Data were obtained from Australian participants of the MSBase registry. We used a four-state continuous-time Markov model to describe how people with MS transition between disability milestones defined by the Expanded Disability Status Scale (scale 0-10): no disability (EDSS of 0.0), mild (EDSS of 1.0-3.5), moderate (EDSS of 4.0-6.0), and severe (EDSS of 6.5-9.5). Model covariates included sex, DMT usage, MS-phenotype, and disease duration, and analysis of covariate groups were also conducted. All data were recorded by the treating neurologist.
A total of N = 6369 participants (mean age 42.5 years, 75.00% female) with 38,837 person-years of follow-up and 54,570 clinical reviews were identified for the study. Annual transition probabilities included: remaining in the no, mild, moderate, and severe states (54.24%, 82.02%, 69.86%, 77.83% respectively) and transitioning from no to mild (42.31%), mild to moderate (11.38%), and moderate to severe (9.41%). Secondary-progressive MS was associated with a 150.9% increase in the hazard of disability progression versus relapsing-remitting MS.
People with MS have an approximately 45% probability of transitioning from the no disability state after one year, with people with progressive MS transitioning from this health state at a much higher rate. These transition probabilities will be applied in a publicly available health economics simulation model for Australia and similar populations, intended to support reimbursement of a plethora of existing and upcoming interventions including medications to reduce progression of MS.

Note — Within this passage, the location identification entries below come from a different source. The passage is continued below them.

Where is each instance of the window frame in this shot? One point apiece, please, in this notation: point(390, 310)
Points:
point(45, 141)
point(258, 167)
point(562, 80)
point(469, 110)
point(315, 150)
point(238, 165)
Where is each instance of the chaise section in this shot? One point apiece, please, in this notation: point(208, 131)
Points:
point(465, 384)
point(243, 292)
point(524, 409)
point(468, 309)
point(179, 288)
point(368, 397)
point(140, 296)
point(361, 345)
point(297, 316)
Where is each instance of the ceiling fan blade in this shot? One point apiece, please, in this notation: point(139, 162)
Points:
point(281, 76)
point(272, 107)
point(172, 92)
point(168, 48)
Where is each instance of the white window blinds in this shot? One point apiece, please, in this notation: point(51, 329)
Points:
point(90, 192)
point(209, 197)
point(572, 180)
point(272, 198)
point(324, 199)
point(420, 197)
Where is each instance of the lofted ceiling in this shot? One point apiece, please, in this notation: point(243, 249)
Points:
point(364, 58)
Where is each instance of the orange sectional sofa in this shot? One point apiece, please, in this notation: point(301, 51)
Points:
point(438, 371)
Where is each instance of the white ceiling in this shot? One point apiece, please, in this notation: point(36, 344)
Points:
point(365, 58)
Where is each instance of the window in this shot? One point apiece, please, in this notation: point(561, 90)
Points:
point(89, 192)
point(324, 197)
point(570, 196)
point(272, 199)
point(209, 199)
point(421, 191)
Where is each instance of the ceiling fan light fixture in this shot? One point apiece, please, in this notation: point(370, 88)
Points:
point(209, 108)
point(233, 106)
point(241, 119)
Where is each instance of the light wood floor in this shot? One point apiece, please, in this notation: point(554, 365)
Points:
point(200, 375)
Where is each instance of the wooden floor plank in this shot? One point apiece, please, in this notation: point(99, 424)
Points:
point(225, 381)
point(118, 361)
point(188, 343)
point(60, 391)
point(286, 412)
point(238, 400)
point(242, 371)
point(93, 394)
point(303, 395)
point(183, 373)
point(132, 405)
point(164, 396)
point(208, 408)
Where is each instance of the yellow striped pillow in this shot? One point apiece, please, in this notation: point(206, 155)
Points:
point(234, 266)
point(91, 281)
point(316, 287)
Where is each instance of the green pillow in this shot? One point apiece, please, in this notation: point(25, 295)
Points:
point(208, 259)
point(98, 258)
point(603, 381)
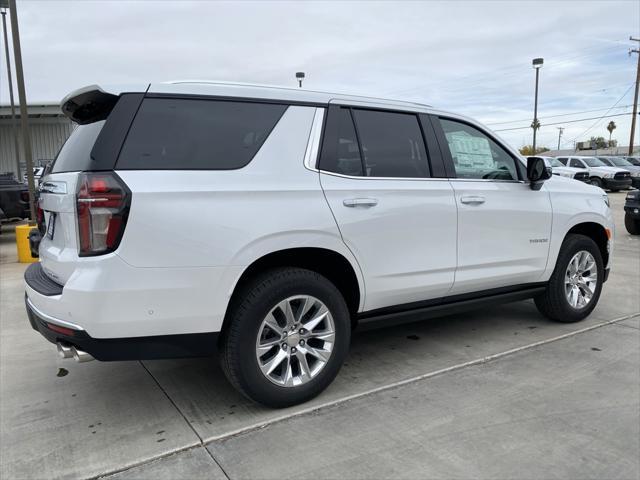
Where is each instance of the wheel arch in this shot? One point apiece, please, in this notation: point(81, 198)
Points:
point(328, 263)
point(595, 231)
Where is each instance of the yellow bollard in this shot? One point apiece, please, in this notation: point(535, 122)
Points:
point(22, 242)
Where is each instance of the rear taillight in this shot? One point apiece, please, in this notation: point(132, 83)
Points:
point(102, 204)
point(40, 218)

多发性硬化症(MS)是一种慢性自身免疫性/神经退行性疾病,与残疾进展相关,主要影响女性。我们旨在估计描述MS相关残疾从无残疾进展到严重残疾的转移概率。转移概率是卫生经济学模型的重要输入。在MS中,这对于药物管理机构对疾病修正疗法(DMTs)的报销决策尤为重要。
数据来自MSBase注册库的澳大利亚参与者。我们使用四状态连续时间马尔可夫模型来描述MS患者如何在由扩展残疾状态量表(0 - 10级)定义的残疾里程碑之间转变:无残疾(EDSS为0.0)、轻度(EDSS为1.0 - 3.5)、中度(EDSS为4.0 - 6.0)和重度(EDSS为6.5 - 9.5)。模型协变量包括性别(sex)、DMT使用情况、MS表型和疾病持续时间,还对协变量组进行了分析。所有数据均由主治神经科医生记录。
本研究共纳入N = 6369名参与者(平均年龄42.5岁,75.00%为女性),随访时间共计38837人年,进行了54570次临床评估。年度转移概率包括:保持在无、轻度、中度和重度状态(分别为54.24%、82.02%、69.86%、77.83%)以及从无到轻度(42.31%)、从轻度到中度(11.38%)和从中度到重度(9.41%)。继发进展型MS与复发缓解型MS相比,残疾进展风险增加150.9%。
MS患者在一年后从无残疾状态转变的概率约为45%,进展型MS患者从该健康状态转变的概率要高得多。这些转移概率将应用于澳大利亚及类似人群的公开可用卫生经济学模拟模型中,旨在支持众多现有和即将出现的干预措施(包括减少MS进展的药物)的报销。